グアルーリョス空港拡張 新ターミナルと新駐車場 12/02/03 (9:03)
国内空港では廉価軽食店計画も
【一部既報】グアルーリョス国際空港では、乗客用遠隔ターミナル(第4ターミナル)が8日にオープンする。同空港では1月2日から新たな駐車場が営業開始するなど、混雑の緩和に向けた対応策が取られている。1月31日付フォーリャ、エスタード両紙が報じた。
第4ターミナルにはウェブジェット航空が就航することが2月1日夜に決定した。同ターミナルは、昨年12月2日に天井部が一部崩壊して従業員2人が負傷した事故により、同20日の完工予定が延期されていた。24日には工事を終えていたが、就航する航空会社が決まらず、当時はゴル航空が有力視されていた。現在は、ウェブジェット航空が設備準備を進めている。
グアルーリョス空港では今年上半期中に濃霧対策システムの「計器着陸装置(ILS)CAT―Ⅲ」も運用される予定で、気象条件の制約を受けずに着陸することが可能となる。同装置の設置に向けたテスト調整は今月6~8日に行われ、グアルーリョス空港の滑走路2本のうち1本が午後の3時間にわたり閉鎖される。テスト調整後は、6月の民間航空庁(Anac)の承認を待つことになる。ただし、同装置の使用にはトレーニングが必要なため、濃霧発生時にすべての航空便が着陸できるようになるとは限らない。
また、1か月前に営業を開始したばかりの駐車場(収容台数316台)は、ほかの駐車場の半額で利用できるにもかかわらず、ブラジル空港インフラ業務公社(Infraero)によると一日当たりの利用台数はわずか45台程度だという。
利用者が少ない理由として、駐車場へのルートを示す標識の設置が不十分であることと、第1、第2ターミナルから約700メートル離れているため連絡用バンを利用する必要があることなどが挙げられている。
当初の予定では、コンピューターで管理された自動エレベーターが設置され、駐車場の収容台数も現在の2948台から9716台に増加させることが発表されていたが、入札時に各業者からの批判が殺到したために計画を断念した経緯がある。

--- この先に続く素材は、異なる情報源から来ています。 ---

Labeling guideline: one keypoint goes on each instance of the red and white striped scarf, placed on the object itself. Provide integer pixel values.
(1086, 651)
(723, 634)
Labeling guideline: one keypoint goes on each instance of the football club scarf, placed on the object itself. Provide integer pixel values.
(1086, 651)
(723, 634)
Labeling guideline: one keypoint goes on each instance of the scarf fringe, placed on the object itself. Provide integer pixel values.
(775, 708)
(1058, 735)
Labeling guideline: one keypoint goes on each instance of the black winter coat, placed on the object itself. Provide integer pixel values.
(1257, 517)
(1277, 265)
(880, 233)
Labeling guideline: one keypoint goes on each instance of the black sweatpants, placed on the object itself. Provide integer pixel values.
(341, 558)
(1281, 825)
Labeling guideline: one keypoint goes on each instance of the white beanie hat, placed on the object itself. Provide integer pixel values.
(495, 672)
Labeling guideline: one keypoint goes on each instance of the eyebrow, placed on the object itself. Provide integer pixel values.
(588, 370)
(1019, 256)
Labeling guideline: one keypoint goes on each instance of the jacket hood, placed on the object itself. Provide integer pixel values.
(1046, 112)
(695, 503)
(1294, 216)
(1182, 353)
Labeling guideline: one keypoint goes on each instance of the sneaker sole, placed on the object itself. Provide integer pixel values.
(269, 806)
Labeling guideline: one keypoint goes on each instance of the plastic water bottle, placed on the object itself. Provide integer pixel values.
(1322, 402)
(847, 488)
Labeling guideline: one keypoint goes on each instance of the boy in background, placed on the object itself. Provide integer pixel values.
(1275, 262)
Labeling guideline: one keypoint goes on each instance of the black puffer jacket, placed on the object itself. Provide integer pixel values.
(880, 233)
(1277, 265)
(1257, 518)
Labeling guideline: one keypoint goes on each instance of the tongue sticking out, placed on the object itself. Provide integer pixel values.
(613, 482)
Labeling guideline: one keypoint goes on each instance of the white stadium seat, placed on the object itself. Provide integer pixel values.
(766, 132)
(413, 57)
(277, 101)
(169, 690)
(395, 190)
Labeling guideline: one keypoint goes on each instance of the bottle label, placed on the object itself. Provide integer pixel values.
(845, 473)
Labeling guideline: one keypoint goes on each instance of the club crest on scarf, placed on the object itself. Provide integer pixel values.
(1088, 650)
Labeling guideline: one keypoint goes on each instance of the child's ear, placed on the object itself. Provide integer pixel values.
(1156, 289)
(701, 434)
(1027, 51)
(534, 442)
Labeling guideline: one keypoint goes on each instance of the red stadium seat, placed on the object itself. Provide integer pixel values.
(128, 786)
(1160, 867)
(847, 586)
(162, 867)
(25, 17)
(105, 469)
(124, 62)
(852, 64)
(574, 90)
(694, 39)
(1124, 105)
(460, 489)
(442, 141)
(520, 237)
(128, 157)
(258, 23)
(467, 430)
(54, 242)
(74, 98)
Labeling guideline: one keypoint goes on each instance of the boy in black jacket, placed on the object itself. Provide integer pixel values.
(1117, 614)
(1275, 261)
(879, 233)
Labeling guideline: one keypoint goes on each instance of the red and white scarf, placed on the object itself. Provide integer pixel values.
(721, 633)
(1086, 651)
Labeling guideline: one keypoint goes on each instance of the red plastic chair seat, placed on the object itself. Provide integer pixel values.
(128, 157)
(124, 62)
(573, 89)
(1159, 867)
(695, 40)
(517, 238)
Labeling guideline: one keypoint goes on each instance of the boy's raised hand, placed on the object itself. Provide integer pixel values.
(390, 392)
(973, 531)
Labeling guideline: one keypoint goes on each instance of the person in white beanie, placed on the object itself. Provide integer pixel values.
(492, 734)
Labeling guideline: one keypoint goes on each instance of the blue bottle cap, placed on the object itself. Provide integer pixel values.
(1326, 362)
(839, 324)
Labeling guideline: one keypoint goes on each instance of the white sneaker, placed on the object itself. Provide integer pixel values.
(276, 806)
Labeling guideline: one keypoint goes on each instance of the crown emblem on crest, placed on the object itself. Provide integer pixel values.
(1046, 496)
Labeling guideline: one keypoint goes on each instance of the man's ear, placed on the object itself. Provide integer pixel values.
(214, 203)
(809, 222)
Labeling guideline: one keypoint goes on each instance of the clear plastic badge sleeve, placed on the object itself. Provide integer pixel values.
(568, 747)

なお、年内に同空港の収容台数を4416台に増加することが予定されており、2月下旬には700台以上が収容可能な駐車場が第4ターミナル前に開業する見通しとなっている。
◆低価格の軽食店
このほか、空港内で販売されている軽食類が高額だという批判を受け、Infraeroでは伯国内の主要空港で低価格の軽食店を設置する計画を立てている。
同計画では、各軽食店で売られる合計15品の価格が見直され、80~100グラムのサルガード(コシーニャ、キベ、エンパーダなどの軽食類)が上限3.30レアルとなるほか、50ミリリットルのコーヒーの価格は最高1.60レアルに定められる。
これらの軽食店は、パラナ州サンジョゼ・ドス・ピニャイス空港で今年5月までに、さらに聖市コンゴーニャス空港で年内に開店するのを皮切りに、その後は14年サッカー・ワールドカップ(W杯)開催地となる10都市の各空港で順次オープンの予定。ただし、民営化が計画されているグアルーリョス、ビラコッポス、ブラジリア各空港は対象外となる。